Park Service push for centennial visitors worries environmental groups

Some environmental groups worry that a National Park Service push to increase visitors – like these tourists at Grand Canyon National Park – in its centennial year will harm parks, but Park Service officials say they are keenly aware of the need to balance conservation and tourism. (Photo by Sophia Kunthara/Cronkite News)

WASHINGTON – The National Park Service hopes to boost visits in honor of its centennial later this month, but its “Find Your Park” program has some environmental groups asking: How much is too much?

“The Park Service’s current posture seems to be that there can’t be enough visitation,” said Jeff Ruch, executive director of Public Employees for Environmental Responsibility. “We don’t think that this (overcrowding) is a peripheral issue.”

Ruch said crowds at the Grand Canyon are a particular concern, but that most parks are facing the same challenges.

“The Grand Canyon is not alone because I think the Park Service has become intoxicated with setting visitor records,” he said. “Self-celebration has blocked out room for introspection and planning.”

But officials with both the Park Service and the Grand Canyon said they are well aware of the dangers of overcrowding at parks and have taken steps to balance the need to preserve nature against the need to present nature to as many visitors as possible.

Grand Canyon officials said they have worked toward practices that can help prevent the damage Ruch is worried about, and have even established visitor limits in some areas around the Colorado River.

Kirby-Lynn Shedlowski, the park’s public affairs officer, said the focus at the Grand Canyon has been on educating visitors on how to protect the nature within the park.

She said staffers are trained to talk with visitors during orientation and in the field about how to protect the park’s resources. That includes everything from telling visitors where to find trash cans to encouraging them to report any person they see taking objects or doing anything else to harm the nature within the Grand Canyon.

“I think the thing that is really important as the Park Service enters its second century is educating people … to make sure these things are here for the next century,” Shedlowski said. “I think as long as we’re educating people and making sure that people are able to recreate, we’re achieving our mission.”

National Park Service spokesman Tom Crosson acknowledges that overcrowding can pose a threat, but it is one that has to be dealt with by individual parks, not by headquarters in Washington.

“It’s so different,” Crosson said. “There’s no one thing that the Park Service here in D.C. can tell all parks.”

He said that 500 people “would overwhelm the Liberty Bell, but that’s a drop in the bucket for the Grand Canyon.”

Shedlowski said that park officials are trying to “make little changes in how we’ve done things” to accommodate more visitors, like moving trashcans to busy areas and opening employee express lanes in parking lots to the public during high-traffic times.

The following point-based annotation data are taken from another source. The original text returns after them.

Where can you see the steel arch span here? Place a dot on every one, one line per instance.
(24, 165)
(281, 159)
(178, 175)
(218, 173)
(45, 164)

She said they are also trying to encourage people to use shuttle buses from other locations to avoid congestion in parking lots, and to provide people with real-time parking updates to plan their visits.

While the park has planned ahead for more visitors this year, Shedlowski said crowding hasn’t really been a problem. With a total of 1.2 million acres in the park – not all of it developed for visitors – the roughly 5.5 million visitors in 2015 did not have much of an impact, she said.

But Ruch isn’t convinced. He said that long wait times at certain park attractions and increased ground compaction are particular concerns for popular parks like the Grand Canyon as the Park Service approaches its 100th birthday Aug. 25.

Crosson said that the Park Service and its individual parks are working to strike that balance between encouraging visits and protecting resources.

“It’s a fine line: We want people to go and visit,” Crosson said. “We’re advocates for people going out and experiencing these places and learning from these spaces, but we also have a responsibility to protect these spaces.”